When I remember about the past I feel very bad about him, but because of our hard life we decided to stick together.” Her children and grandchildren brought her joy in her latter years. “Sometimes when I’m stressed I can go see my grandchildren – go to play with them and it helps,” she said. “Coming here [to Perfect Vision] helps too. If I feel stressed sometimes I can come along and laugh and laugh together and I feel better and able to keep going.” Listening to Mama Happy’s story made me feel physically sick – I had to go home and cry then sleep to rest my mind. 

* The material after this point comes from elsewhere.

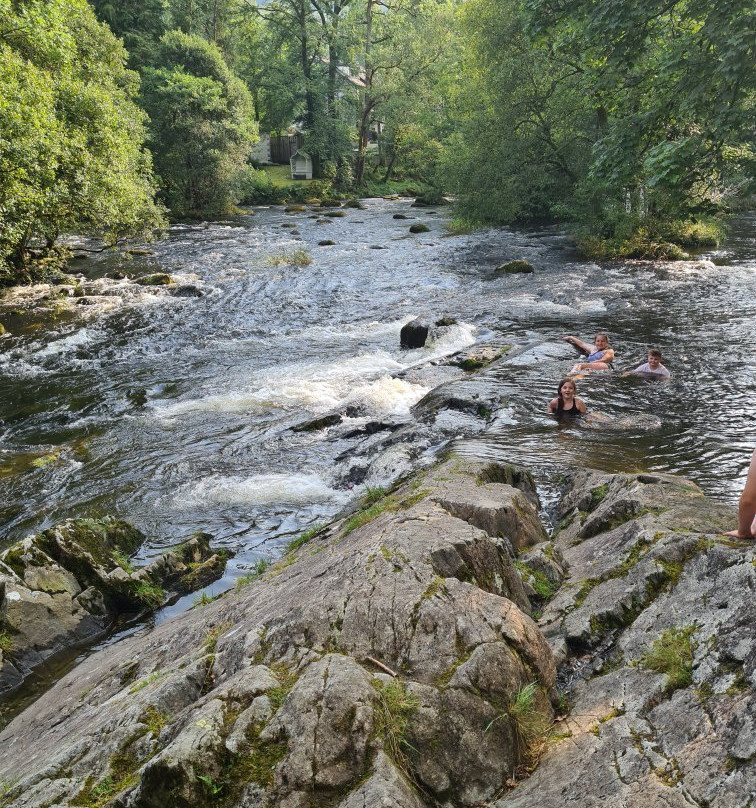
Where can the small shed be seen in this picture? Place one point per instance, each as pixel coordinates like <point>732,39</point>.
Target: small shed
<point>301,166</point>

But I found her faith and hope remarkable. Her struggles were far from over – poverty and HIV continued to loom over her but she still believed one day things would be better and it appeared that for the time being her health was ticking along just fine. But I was mistaken. Mama Happy died suddenly on November 10, 2020. I was told she ‘fainted’ in the car on the way to the hospital (there is no emergency ambulance/paramedic service here) and never woke up. Her death is attributed to high blood pressure. Until her last day she was dancing away at Perfect Vision, a place which made her feel her life had a purpose and the future was brighter. She told me: “This is what I can do to help, what I can give, so when I go to heaven at least God will judge me kindly.”